Para o presente trabalho, é interessante atermo-nos aos dizeres do art. 11, que diz o seguinte, em seu caput:
Art. 11. Constitui ato de improbidade administrativa que atenta contra os princípios da administração pública qualquer ação ou omissão que viole os deveres de honestidade, imparcialidade, legalidade, e lealdade às instituições, e notadamente:
Percebe-se, assim, que o legislador, embora liste, nos nove incisos que se seguem ao caput, alguns atos específicos, fê-lo de maneira não exaustiva, dada a carga semântica dos termos “qualquer” e “notadamente”, expressos no dispositivo.

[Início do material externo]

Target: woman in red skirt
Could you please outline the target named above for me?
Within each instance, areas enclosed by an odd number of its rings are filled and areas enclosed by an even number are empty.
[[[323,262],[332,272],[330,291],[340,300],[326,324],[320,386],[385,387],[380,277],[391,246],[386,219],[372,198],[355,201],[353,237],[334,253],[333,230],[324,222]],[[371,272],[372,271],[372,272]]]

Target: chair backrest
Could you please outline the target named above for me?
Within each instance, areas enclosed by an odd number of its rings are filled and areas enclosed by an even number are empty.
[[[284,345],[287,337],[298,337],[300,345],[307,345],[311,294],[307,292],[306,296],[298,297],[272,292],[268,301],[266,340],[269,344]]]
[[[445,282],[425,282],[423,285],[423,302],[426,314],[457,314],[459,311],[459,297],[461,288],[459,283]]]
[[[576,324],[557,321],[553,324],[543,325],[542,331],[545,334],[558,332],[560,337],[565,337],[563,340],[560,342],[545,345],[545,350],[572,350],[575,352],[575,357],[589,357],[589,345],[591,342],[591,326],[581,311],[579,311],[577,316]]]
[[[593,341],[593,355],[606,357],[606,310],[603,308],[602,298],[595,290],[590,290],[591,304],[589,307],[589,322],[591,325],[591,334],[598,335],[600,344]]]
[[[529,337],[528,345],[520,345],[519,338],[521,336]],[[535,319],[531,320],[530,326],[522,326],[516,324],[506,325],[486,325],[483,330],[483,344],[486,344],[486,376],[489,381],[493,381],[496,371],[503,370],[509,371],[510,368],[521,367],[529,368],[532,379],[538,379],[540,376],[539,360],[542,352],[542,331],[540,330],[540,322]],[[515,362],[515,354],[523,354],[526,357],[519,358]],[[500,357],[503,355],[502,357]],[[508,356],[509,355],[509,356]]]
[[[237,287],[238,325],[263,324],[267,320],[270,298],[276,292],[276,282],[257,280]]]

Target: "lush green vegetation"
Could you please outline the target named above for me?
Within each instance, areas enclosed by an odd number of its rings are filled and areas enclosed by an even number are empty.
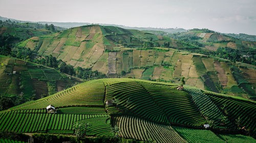
[[[254,102],[188,86],[181,91],[177,86],[131,78],[91,80],[2,111],[0,130],[74,134],[77,124],[79,134],[118,141],[122,141],[118,136],[157,142],[226,140],[214,132],[255,136]],[[111,100],[113,105],[105,104]],[[47,113],[49,104],[56,113]],[[203,130],[206,123],[214,132]],[[239,140],[238,136],[228,138]]]

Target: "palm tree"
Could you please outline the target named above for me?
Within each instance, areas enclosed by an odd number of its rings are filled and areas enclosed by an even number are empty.
[[[114,127],[111,127],[111,132],[112,132],[113,135],[115,137],[118,137],[119,136],[119,132],[121,130],[119,129],[117,125],[115,125]]]
[[[118,99],[114,98],[115,99],[113,100],[114,104],[116,104],[116,107],[117,108],[117,106],[120,103],[120,101]]]
[[[76,135],[76,137],[77,138],[79,138],[82,135],[82,133],[81,133],[81,131],[82,129],[81,124],[78,124],[78,122],[76,122],[76,123],[75,123],[73,125],[72,129],[75,130],[75,134]]]

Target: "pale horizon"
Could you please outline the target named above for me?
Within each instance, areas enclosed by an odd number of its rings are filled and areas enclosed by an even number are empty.
[[[0,16],[22,21],[88,22],[154,28],[208,28],[256,35],[256,1],[8,1]]]

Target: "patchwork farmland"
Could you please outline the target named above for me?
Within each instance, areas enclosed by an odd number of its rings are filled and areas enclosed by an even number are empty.
[[[91,80],[1,111],[0,130],[72,134],[78,123],[93,136],[113,136],[111,127],[117,126],[119,136],[156,142],[239,142],[241,137],[256,142],[255,102],[178,86],[131,78]],[[105,104],[111,100],[116,104]],[[54,113],[47,113],[50,104]],[[206,130],[209,121],[214,124]]]
[[[70,79],[54,69],[17,59],[0,56],[0,95],[22,93],[27,99],[33,95],[38,99],[42,95],[54,94],[81,81]]]
[[[188,35],[190,35],[203,36],[204,40],[227,38],[212,33],[190,32]],[[91,25],[27,41],[18,46],[29,47],[40,56],[52,54],[74,67],[97,70],[108,74],[109,77],[179,82],[180,77],[184,77],[186,84],[202,90],[255,99],[256,91],[250,89],[256,89],[255,82],[250,79],[254,79],[254,75],[245,74],[243,71],[247,71],[246,67],[223,59],[180,51],[186,46],[168,37],[160,38],[137,30]],[[163,46],[164,43],[169,43],[169,47],[148,45]],[[256,72],[256,68],[251,66],[248,67],[250,73]],[[53,75],[47,70],[44,73]],[[239,78],[236,78],[238,74],[247,82],[241,84]],[[59,77],[50,78],[54,77]]]

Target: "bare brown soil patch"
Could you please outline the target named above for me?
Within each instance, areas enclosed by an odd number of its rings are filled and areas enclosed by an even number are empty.
[[[230,40],[230,39],[227,38],[223,35],[218,34],[217,35],[217,39],[218,41],[228,41]]]
[[[3,27],[0,29],[0,35],[5,33],[5,31],[7,30],[7,27]]]
[[[256,70],[251,69],[241,69],[245,79],[252,83],[256,83]]]
[[[163,70],[163,68],[161,67],[156,67],[154,70],[153,72],[153,77],[152,79],[157,79],[160,78],[160,76],[162,74],[162,71]]]
[[[210,46],[208,45],[206,45],[205,48],[207,49],[208,50],[212,50],[212,51],[217,51],[218,49],[217,47],[214,47],[214,46]]]
[[[108,63],[109,65],[109,70],[108,73],[116,74],[116,52],[109,53],[109,58],[108,58]]]
[[[24,61],[22,61],[19,60],[16,60],[15,63],[19,65],[26,65],[26,62]]]
[[[229,48],[233,48],[233,49],[236,49],[237,48],[237,45],[236,45],[235,43],[234,43],[233,42],[228,42],[228,43],[227,43],[227,47],[229,47]]]
[[[48,87],[47,83],[45,81],[38,81],[36,78],[32,80],[33,88],[35,90],[35,95],[37,99],[41,98],[41,95],[45,94],[48,95]]]
[[[82,27],[79,27],[76,32],[76,37],[80,38],[82,36]]]
[[[225,73],[225,70],[221,67],[221,64],[218,61],[214,61],[214,68],[217,72],[218,77],[223,88],[227,86],[228,82],[227,76]]]
[[[62,47],[64,46],[66,41],[67,41],[67,38],[61,38],[59,44],[56,46],[55,49],[53,50],[53,53],[60,53],[59,51],[61,49]]]
[[[22,71],[27,70],[27,69],[28,69],[25,66],[13,66],[13,71],[16,71],[17,73],[18,73]]]
[[[95,33],[90,33],[89,35],[86,37],[86,40],[92,40],[95,35]]]
[[[158,39],[159,39],[160,40],[163,40],[163,38],[162,36],[158,35],[157,36],[157,38],[158,38]]]
[[[208,39],[211,36],[211,35],[214,34],[213,33],[205,33],[205,35],[204,37],[204,39]]]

Ademais, embora tenha optado por citar os deveres de “honestidade, imparcialidade, legalidade e lealdade às instituições”, tampouco restringiu a estes os princípios administrativos tutelados. Conforme explica José dos Santos Carvalho Filho, “tal relação é nitidamente aleatória” (pág. 1.126). “O intuito é o da preservação dos princípios gerais da administração pública (...). Consequentemente, são pressupostos dispensáveis o enriquecimento ilícito e o dano ao erário”, acrescenta (pág. 1.127).

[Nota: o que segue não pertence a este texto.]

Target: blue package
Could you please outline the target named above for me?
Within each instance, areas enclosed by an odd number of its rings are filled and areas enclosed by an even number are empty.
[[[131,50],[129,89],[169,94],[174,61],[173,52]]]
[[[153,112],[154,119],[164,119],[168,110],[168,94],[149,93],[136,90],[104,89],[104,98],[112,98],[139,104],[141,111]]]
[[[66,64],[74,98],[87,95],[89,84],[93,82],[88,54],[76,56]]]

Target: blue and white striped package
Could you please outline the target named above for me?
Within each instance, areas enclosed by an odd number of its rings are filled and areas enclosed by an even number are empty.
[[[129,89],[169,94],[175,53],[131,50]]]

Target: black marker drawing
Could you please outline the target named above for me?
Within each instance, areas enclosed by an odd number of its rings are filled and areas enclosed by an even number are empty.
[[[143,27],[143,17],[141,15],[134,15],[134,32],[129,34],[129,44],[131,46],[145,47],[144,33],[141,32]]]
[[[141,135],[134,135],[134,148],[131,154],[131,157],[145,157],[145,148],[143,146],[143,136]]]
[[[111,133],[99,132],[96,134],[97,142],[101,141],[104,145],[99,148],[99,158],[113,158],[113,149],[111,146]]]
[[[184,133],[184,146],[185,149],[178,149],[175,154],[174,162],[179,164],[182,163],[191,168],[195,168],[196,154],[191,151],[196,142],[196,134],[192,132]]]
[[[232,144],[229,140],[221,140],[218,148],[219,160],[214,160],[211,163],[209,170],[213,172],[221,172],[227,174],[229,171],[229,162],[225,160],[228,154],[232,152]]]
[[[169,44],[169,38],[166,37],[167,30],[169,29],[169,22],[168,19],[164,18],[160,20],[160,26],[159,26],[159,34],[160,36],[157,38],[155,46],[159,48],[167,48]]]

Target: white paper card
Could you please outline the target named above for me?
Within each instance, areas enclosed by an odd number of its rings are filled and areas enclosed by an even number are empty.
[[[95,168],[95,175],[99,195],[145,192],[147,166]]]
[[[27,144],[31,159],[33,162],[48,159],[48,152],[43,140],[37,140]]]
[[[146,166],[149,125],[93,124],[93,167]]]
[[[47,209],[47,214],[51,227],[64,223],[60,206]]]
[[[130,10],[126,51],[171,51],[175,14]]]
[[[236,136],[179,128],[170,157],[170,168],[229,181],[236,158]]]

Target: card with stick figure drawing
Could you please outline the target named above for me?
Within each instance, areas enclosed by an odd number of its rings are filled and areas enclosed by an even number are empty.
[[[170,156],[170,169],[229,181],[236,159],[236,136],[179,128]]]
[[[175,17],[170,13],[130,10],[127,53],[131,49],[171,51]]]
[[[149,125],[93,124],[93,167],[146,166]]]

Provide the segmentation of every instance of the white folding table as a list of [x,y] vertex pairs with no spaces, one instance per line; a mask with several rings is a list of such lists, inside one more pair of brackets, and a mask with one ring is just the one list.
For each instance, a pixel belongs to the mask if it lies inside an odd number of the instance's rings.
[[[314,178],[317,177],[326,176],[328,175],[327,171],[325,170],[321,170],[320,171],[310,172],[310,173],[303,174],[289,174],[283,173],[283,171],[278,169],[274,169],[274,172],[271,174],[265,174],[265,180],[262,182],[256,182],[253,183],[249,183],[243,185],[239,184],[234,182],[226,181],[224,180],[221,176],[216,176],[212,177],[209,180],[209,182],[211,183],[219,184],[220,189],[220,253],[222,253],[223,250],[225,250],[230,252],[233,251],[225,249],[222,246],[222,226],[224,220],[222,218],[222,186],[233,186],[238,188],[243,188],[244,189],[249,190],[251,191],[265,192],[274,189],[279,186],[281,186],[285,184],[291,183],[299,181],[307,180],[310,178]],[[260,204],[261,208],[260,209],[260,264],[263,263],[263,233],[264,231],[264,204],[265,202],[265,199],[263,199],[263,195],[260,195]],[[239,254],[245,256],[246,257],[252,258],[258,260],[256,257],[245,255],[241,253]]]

Portanto, é alcançado pelos ditames da Lei 8.429/92 qualquer ato que viole os princípios expressos no caput do art. 37 da Constituição, ou outros que regem a boa prática administrativa.
Da jurisprudência do STJ
Apesar de todas essas diretrizes trazidas pela Lei 8.429/92, a partir do comando do art. 37, § 4º da CF/88, a delimitação dos atos a serem enquadrados como ímprobos é uma tarefa inesgotável, devido à própria estrutura da lei e à sua finalidade. Qual seja, a de punir toda e qualquer ação que gere enriquecimento ilícito às custas do erário, ou que afronte os princípios caros à administração.
Diante disso, a jurisprudência pátria, máxime a das cortes superiores, desempenha função de importância inestimável na caracterização ou não, partindo dos casos concretos, de determinadas condutas como ímprobas.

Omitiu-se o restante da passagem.